In his book, “A Rifleman Went To War,” he recounts killing more than 100 German soldiers as a sniper. This book is highly regarded by students of riflery, it’s mandatory reading in the U.S. Marine Corps Sniping School. It is also considered one of the best first-person accounts of World War I, often being compared favorably to “Storm of Steel” by Ernst Junger. However McBride notes in his book that by the end of 1916 he felt in his heart “the game was over,” and a series of alcoholic binges resulted in his court martial and dismissal from the Canadian Expeditionary Force in February 1917. He then joined the United States Army’s 38th Division, serving out the war as a marksmanship and sniping instructor at Camp Perry. He resigned in October 1918. After the war, he worked in the lumber industry in Oregon for most of his later years. He died in Indianapolis of a sudden heart failure on March 17, 1933, shortly after finishing “A Rifleman Went To War.” He was 60.”-Canadaatwar.com
Captain Herbert W. McBride
He was born in Waterloo, Indiana on October 15, 1873. He was born into a military family. His grandfather served in the Mexican War, and his father served in the Union cavalry during the Civil War.

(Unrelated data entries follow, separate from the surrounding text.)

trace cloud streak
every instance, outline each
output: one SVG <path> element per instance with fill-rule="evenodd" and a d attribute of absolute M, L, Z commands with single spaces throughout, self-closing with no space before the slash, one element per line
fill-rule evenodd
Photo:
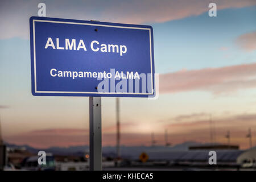
<path fill-rule="evenodd" d="M 256 87 L 256 64 L 181 71 L 159 76 L 160 93 L 191 90 L 214 94 Z"/>
<path fill-rule="evenodd" d="M 28 19 L 37 16 L 42 1 L 0 1 L 0 39 L 19 36 L 28 39 Z M 216 2 L 217 10 L 254 6 L 254 0 L 142 0 L 142 1 L 44 1 L 48 17 L 96 19 L 102 22 L 141 24 L 164 22 L 199 15 Z"/>
<path fill-rule="evenodd" d="M 246 51 L 256 50 L 256 31 L 240 36 L 236 42 L 238 46 Z"/>

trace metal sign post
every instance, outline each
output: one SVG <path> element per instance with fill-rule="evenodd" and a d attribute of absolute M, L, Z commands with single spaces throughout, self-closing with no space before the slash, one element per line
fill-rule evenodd
<path fill-rule="evenodd" d="M 101 171 L 101 97 L 89 97 L 90 112 L 90 170 Z"/>

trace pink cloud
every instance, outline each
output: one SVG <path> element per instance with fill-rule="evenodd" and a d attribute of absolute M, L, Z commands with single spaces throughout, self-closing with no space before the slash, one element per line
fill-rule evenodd
<path fill-rule="evenodd" d="M 254 0 L 131 0 L 44 1 L 50 17 L 96 19 L 123 23 L 164 22 L 199 15 L 209 10 L 211 2 L 217 10 L 256 5 Z M 37 15 L 35 1 L 0 1 L 0 39 L 19 36 L 28 39 L 28 19 Z M 15 23 L 10 23 L 15 22 Z"/>
<path fill-rule="evenodd" d="M 199 15 L 209 10 L 208 5 L 212 2 L 216 3 L 217 10 L 256 5 L 253 0 L 134 0 L 117 2 L 112 7 L 106 9 L 104 14 L 117 22 L 164 22 Z"/>
<path fill-rule="evenodd" d="M 256 64 L 183 71 L 159 76 L 160 93 L 191 90 L 214 94 L 256 87 Z"/>
<path fill-rule="evenodd" d="M 256 49 L 256 31 L 240 36 L 236 40 L 237 44 L 246 51 Z"/>

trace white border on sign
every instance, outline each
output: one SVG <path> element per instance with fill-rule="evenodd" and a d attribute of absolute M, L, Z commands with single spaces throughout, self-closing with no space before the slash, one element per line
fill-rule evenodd
<path fill-rule="evenodd" d="M 38 91 L 36 90 L 36 51 L 35 51 L 35 22 L 49 22 L 49 23 L 64 23 L 64 24 L 76 24 L 82 25 L 89 25 L 89 26 L 97 26 L 101 27 L 114 27 L 121 28 L 130 28 L 130 29 L 139 29 L 139 30 L 147 30 L 149 31 L 150 37 L 150 67 L 151 71 L 151 93 L 130 93 L 130 92 L 65 92 L 65 91 Z M 123 27 L 123 26 L 117 26 L 113 25 L 105 25 L 105 24 L 98 24 L 93 23 L 77 23 L 77 22 L 60 22 L 60 21 L 53 21 L 53 20 L 44 20 L 33 19 L 33 46 L 34 46 L 34 82 L 35 82 L 35 93 L 92 93 L 92 94 L 145 94 L 148 95 L 154 93 L 153 90 L 153 71 L 152 67 L 152 48 L 151 48 L 151 29 L 147 28 L 141 27 Z"/>

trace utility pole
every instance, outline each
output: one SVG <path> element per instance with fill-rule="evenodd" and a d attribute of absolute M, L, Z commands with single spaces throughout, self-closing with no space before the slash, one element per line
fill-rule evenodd
<path fill-rule="evenodd" d="M 249 145 L 250 145 L 250 148 L 251 148 L 253 147 L 253 141 L 251 140 L 251 128 L 249 127 L 248 130 L 248 134 L 246 135 L 246 138 L 249 138 Z"/>
<path fill-rule="evenodd" d="M 227 131 L 226 135 L 225 136 L 228 139 L 228 144 L 230 144 L 230 133 L 229 130 Z"/>
<path fill-rule="evenodd" d="M 155 146 L 155 143 L 156 143 L 156 141 L 155 140 L 155 135 L 154 134 L 154 133 L 151 133 L 151 146 Z"/>
<path fill-rule="evenodd" d="M 166 129 L 164 139 L 166 140 L 166 146 L 170 146 L 171 144 L 169 142 L 168 142 L 168 130 L 167 129 Z"/>
<path fill-rule="evenodd" d="M 210 126 L 210 143 L 212 143 L 213 142 L 213 130 L 212 130 L 212 114 L 209 116 L 209 126 Z"/>
<path fill-rule="evenodd" d="M 3 144 L 1 131 L 1 121 L 0 119 L 0 171 L 3 170 L 7 162 L 6 146 Z"/>
<path fill-rule="evenodd" d="M 119 97 L 116 100 L 117 107 L 117 159 L 120 159 L 120 122 L 119 122 Z"/>

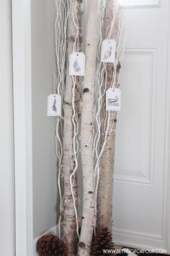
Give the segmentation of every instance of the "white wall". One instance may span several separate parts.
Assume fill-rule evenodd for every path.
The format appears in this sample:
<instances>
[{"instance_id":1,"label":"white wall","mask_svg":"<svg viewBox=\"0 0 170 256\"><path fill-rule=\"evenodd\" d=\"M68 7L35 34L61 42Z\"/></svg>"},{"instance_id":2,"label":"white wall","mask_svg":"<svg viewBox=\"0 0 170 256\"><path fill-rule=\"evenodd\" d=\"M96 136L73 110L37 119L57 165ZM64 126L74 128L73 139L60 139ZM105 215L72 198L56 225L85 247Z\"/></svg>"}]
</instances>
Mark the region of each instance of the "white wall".
<instances>
[{"instance_id":1,"label":"white wall","mask_svg":"<svg viewBox=\"0 0 170 256\"><path fill-rule=\"evenodd\" d=\"M0 6L0 247L14 255L13 110L10 1Z\"/></svg>"},{"instance_id":2,"label":"white wall","mask_svg":"<svg viewBox=\"0 0 170 256\"><path fill-rule=\"evenodd\" d=\"M32 1L34 237L56 224L54 119L47 117L55 70L53 1Z\"/></svg>"}]
</instances>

After the war, his father rose to the rank of Colonel in the Indiana National Guard and was appointed to the Indiana Supreme Court. Both Herbert’s father and grandfather were lawyers, and he became one. From an early age Herbert hunted game and participated in riflery competition. He honed his skills at Camp Perry, where he participated in the National Matches. As a young man, after contracting tuberculosis and receiving medical advice to change climate, Herbert traveled to the western United States (Colorado and New Mexico), where he met some of the legendary gunfighters, including Bat Masterson. He traveled to the Klondike during the gold rush in 1898-1900. He later enlisted in the Indiana National Guard and rose to the rank of Captain by 1907. He was in an artillery battery at one point, where he was introduced to the Gatling gun. Right before the war, he traveled to British Columbia and hunted large game for a railroad company.